Uno de mis maestros era particularmente odioso y me infundía terror. Se llamaba Talabartia. Era un mengano altísimo y ojeroso, pero, a diferencia de mi padre, era delgado como una grulla. Las piernas eran larguísimas. Amarrocaba tanto los mangos que se hacía él mismo la ropa, que parecía, siempre negra para disimular las manchas y apolillamientos, la que llevaría el enterrador del peor collado del mundo. Delgado y fuerte como un halcón, su cabello largo y anaranjado peinado hacia atrás, al transcurrir la mañana, se iba secando de la gomina, y entonces se paraba en las puntas traseras hasta parecer el penacho de un pingüino emperador. Los anteojos eran redondos y pequeños, y tapaban del todo sus ojillos malignos. 

Yo le temía por dos razones de peso. Primero, porque me pegaba con sus cuatro duras extremidades, cada vez que tenía algún pretexto. A veces me golpeaba con las cuatro extremidades a la vez. Segundo, porque era un brujo malísimo y poderoso, o esa convicción tenía yo, capaz de adivinarme el pensamiento apenas se me imprimía en la mente. Mil y un ejemplos tendría para contar, episodios en los que me leyó de seguro el pensamiento, y me lo demostraba tácitamente. 

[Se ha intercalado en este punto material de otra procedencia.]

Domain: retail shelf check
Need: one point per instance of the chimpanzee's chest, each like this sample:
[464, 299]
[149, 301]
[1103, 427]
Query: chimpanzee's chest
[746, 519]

Más pobre yo que rapavela, y hambreado como una rata, me dormía todo el tiempo, en cualquier parte. De parado, en la escuela, trabajando con mi padre… Curiosamente, mi voluntad temerosa debe haber mantenido mi cuerpo andando, porque me despertaba siempre en otra parte, con las manos ocupadas en alguna tarea. Incluso parecía que en esas circunstancias sonambulísticas caía bien a cuanto gandul me hubiera cruzado, que me elogiaba con palabras admirativas: “Bien estuviste, che”. Yo, con los ojos despavoridos, imagínense, no tenía idea a qué se refería. ¿Qué voluntad atorrante o señorial me habría guiado en esos hiatos de consciencia un poco inquietantes (al menos para mí)? Luego, en otros períodos de mi vida, conocería más que bien esa voluntad.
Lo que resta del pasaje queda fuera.